Re: [PATCH 06/10] testsuite: aarch64: arm: Add -mfpu=auto to arm_v8_2a_bf16_neon_ok

Christophe Lyon Tue, 25 Mar 2025 06:14:06 -0700

On Mon, 24 Mar 2025 at 16:13, Richard Earnshaw (lists)
<richard.earns...@arm.com> wrote:
>
> On 24/03/2025 14:52, Christophe Lyon wrote:
> > On Mon, 24 Mar 2025 at 15:13, Richard Earnshaw (lists)
> > <richard.earns...@arm.com> wrote:
> >>
> >> On 21/03/2025 17:30, Christophe Lyon wrote:
> >>> On Fri, 21 Mar 2025 at 16:51, Richard Earnshaw (lists)
> >>> <richard.earns...@arm.com> wrote:
> >>>>
> >>>> On 21/03/2025 15:15, Christophe Lyon wrote:
> >>>>> On Fri, 21 Mar 2025 at 15:25, Richard Earnshaw (lists)
> >>>>> <richard.earns...@arm.com> wrote:
> >>>>>>
> >>>>>> On 21/03/2025 14:05, Christophe Lyon wrote:
> >>>>>>> On Fri, 21 Mar 2025 at 11:18, Richard Earnshaw (lists)

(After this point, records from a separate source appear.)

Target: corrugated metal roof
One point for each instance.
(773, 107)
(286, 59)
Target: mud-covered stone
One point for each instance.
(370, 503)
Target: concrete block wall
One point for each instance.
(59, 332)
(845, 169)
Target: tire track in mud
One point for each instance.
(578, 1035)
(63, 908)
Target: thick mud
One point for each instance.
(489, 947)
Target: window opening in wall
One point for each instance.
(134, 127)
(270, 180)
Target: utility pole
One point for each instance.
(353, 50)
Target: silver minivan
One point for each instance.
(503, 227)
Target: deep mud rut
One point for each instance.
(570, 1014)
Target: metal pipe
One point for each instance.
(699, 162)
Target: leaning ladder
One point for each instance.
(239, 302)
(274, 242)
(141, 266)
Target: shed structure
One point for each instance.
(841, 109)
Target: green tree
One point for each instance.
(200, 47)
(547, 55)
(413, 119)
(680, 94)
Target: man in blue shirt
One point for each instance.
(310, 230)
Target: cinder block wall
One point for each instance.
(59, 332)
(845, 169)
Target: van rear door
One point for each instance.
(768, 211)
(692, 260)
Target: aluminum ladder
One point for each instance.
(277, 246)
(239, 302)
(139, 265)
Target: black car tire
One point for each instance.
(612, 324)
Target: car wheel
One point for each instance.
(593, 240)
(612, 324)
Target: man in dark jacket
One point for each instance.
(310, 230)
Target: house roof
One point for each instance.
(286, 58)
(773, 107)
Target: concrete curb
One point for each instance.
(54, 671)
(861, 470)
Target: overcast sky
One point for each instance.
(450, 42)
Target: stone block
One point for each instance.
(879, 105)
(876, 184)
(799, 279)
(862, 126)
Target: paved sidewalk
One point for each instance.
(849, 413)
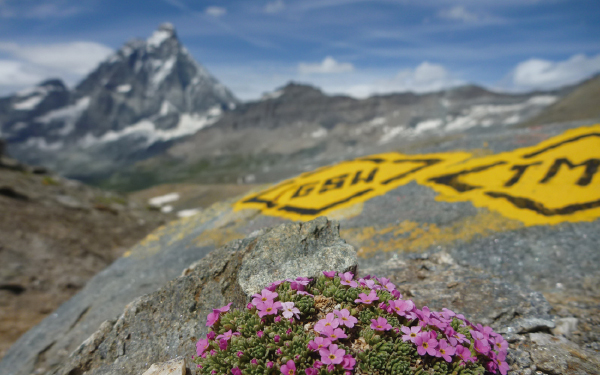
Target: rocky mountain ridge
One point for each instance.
(55, 234)
(147, 94)
(298, 128)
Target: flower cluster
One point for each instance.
(337, 324)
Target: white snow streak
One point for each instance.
(29, 103)
(163, 199)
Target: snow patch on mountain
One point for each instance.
(162, 69)
(29, 103)
(428, 125)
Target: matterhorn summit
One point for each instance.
(143, 97)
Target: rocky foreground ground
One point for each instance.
(535, 282)
(165, 324)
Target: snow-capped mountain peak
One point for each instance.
(148, 92)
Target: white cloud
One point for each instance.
(545, 74)
(76, 57)
(29, 64)
(215, 11)
(328, 65)
(425, 77)
(56, 9)
(458, 13)
(275, 6)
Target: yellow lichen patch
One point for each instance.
(345, 213)
(175, 231)
(343, 185)
(409, 236)
(556, 181)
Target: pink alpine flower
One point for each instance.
(454, 337)
(289, 368)
(268, 308)
(401, 307)
(345, 318)
(465, 354)
(332, 355)
(425, 344)
(318, 343)
(410, 334)
(380, 324)
(367, 299)
(201, 346)
(329, 321)
(368, 283)
(445, 351)
(481, 346)
(264, 296)
(500, 362)
(329, 274)
(349, 362)
(289, 310)
(347, 279)
(334, 333)
(227, 335)
(212, 318)
(274, 285)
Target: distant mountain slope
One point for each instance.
(298, 127)
(581, 104)
(55, 234)
(144, 96)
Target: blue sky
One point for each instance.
(356, 47)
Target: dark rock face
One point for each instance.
(146, 94)
(298, 127)
(166, 324)
(55, 234)
(18, 112)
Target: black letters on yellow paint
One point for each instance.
(304, 190)
(519, 171)
(453, 181)
(591, 167)
(333, 183)
(369, 178)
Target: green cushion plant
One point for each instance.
(335, 324)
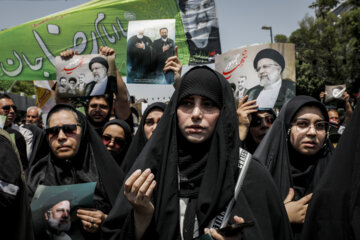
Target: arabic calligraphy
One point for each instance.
(79, 42)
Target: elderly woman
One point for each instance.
(185, 176)
(77, 156)
(296, 151)
(116, 136)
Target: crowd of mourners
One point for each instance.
(173, 174)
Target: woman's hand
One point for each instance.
(218, 236)
(296, 210)
(138, 190)
(91, 219)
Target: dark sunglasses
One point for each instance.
(7, 107)
(256, 121)
(118, 142)
(66, 128)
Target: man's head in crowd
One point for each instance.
(33, 115)
(334, 116)
(8, 109)
(269, 64)
(99, 67)
(63, 81)
(163, 33)
(199, 17)
(260, 124)
(58, 217)
(99, 110)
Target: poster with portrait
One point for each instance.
(54, 210)
(202, 30)
(85, 75)
(334, 92)
(149, 44)
(263, 72)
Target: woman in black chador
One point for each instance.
(334, 212)
(149, 120)
(77, 155)
(296, 151)
(185, 176)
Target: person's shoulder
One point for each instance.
(288, 82)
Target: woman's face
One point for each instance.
(66, 142)
(308, 130)
(197, 117)
(113, 138)
(151, 121)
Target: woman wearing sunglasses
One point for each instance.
(77, 155)
(296, 151)
(116, 136)
(185, 175)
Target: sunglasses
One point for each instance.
(7, 107)
(118, 142)
(256, 121)
(66, 128)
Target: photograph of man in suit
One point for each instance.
(99, 68)
(59, 220)
(163, 49)
(273, 91)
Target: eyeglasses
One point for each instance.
(256, 121)
(67, 129)
(304, 125)
(265, 66)
(7, 107)
(118, 142)
(102, 106)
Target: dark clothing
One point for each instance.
(39, 142)
(162, 56)
(138, 59)
(166, 153)
(111, 87)
(287, 92)
(288, 167)
(92, 163)
(334, 212)
(139, 140)
(16, 220)
(208, 53)
(21, 146)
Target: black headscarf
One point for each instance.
(92, 163)
(334, 211)
(162, 154)
(276, 153)
(128, 137)
(139, 140)
(16, 221)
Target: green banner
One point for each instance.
(28, 51)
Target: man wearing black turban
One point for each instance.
(101, 84)
(273, 91)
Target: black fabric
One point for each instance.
(290, 169)
(203, 84)
(92, 163)
(334, 211)
(39, 142)
(139, 139)
(128, 137)
(21, 146)
(16, 220)
(259, 201)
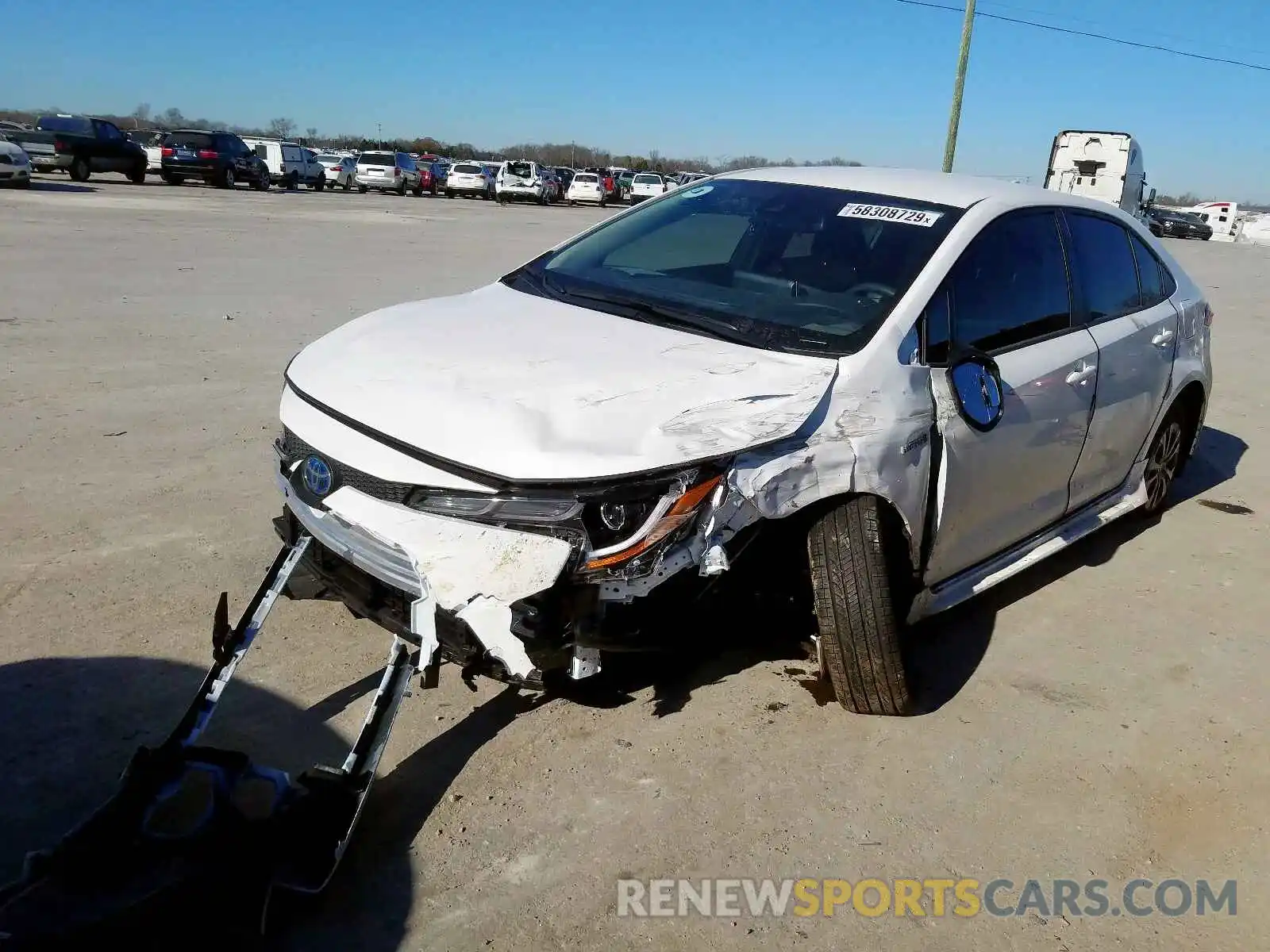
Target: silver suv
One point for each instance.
(387, 171)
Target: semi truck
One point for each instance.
(1106, 167)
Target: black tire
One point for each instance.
(1165, 459)
(850, 552)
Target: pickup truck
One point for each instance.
(80, 146)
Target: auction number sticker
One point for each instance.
(889, 213)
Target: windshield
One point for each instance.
(787, 267)
(65, 124)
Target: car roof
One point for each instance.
(918, 184)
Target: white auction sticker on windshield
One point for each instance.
(889, 213)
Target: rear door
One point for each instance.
(1122, 290)
(1009, 295)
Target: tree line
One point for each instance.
(567, 154)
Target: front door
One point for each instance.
(1136, 328)
(1009, 296)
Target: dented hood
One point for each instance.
(531, 389)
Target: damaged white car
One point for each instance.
(940, 378)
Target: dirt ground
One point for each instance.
(1102, 716)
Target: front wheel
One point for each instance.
(854, 558)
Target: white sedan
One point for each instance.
(648, 184)
(340, 169)
(905, 385)
(14, 165)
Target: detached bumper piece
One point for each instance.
(190, 819)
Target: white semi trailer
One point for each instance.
(1103, 165)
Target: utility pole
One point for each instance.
(963, 59)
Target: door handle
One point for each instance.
(1083, 374)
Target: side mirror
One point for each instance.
(977, 389)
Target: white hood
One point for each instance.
(535, 390)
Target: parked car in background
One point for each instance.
(150, 140)
(1166, 224)
(645, 186)
(80, 145)
(624, 178)
(341, 171)
(14, 165)
(290, 163)
(587, 187)
(216, 158)
(521, 181)
(468, 179)
(387, 171)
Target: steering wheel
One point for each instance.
(872, 287)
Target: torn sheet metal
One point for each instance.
(476, 571)
(874, 437)
(622, 397)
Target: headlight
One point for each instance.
(624, 526)
(610, 528)
(511, 509)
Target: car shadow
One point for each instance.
(943, 653)
(48, 186)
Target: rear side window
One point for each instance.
(190, 140)
(1010, 286)
(1105, 266)
(1151, 281)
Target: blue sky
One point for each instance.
(864, 79)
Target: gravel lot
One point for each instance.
(1102, 714)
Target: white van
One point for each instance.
(521, 179)
(289, 163)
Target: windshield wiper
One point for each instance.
(664, 315)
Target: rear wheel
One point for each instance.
(854, 559)
(1164, 460)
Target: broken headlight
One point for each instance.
(502, 509)
(607, 527)
(626, 524)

> >>>>>>> <richard.earns...@arm.com> wrote:
> >>>>>>>>
> >>>>>>>> On 20/03/2025 16:15, Christophe Lyon wrote:
> >>>>>>>>> Depending on if/how the testing flags are overridden, the first 
> >>>>>>>>> value
> >>>>>>>>> we try("") might not do what we want.
> >>>>>>>>>
> >>>>>>>>> For instance, if the whole testsuite is executed with
> >>>>>>>>> (A) -mthumb -march=armv7-m -mtune=cortex-m3 -mfloat-abi=softfp
> >>>>>>>>>
> >>>>>>>>> bf16_neon_ok is first compiled with
> >>>>>>>>> (A) (B)
> >>>>>>>>> where B = -mcpu=unset -march=armv8.2-a+bf16
> >>>>>>>>>
> >>>>>>>>> which is accepted, so a testcase like vld2q_lane_bf16_indices_1.c
> >>>>>>>>> is compiled with:
> >>>>>>>>> (A) (C) (B)
> >>>>>>>>> where C = -mfpu=neon -mfloat-abi=softfp -mcpu=unset -march=armv7-a 
> >>>>>>>>> -mfpu=neon-fp16 -mfp16-format=ieee
> >>>>>>>>>
> >>>>>>>>> because advsimd-intrinsics.exp has set additional_flags to (C)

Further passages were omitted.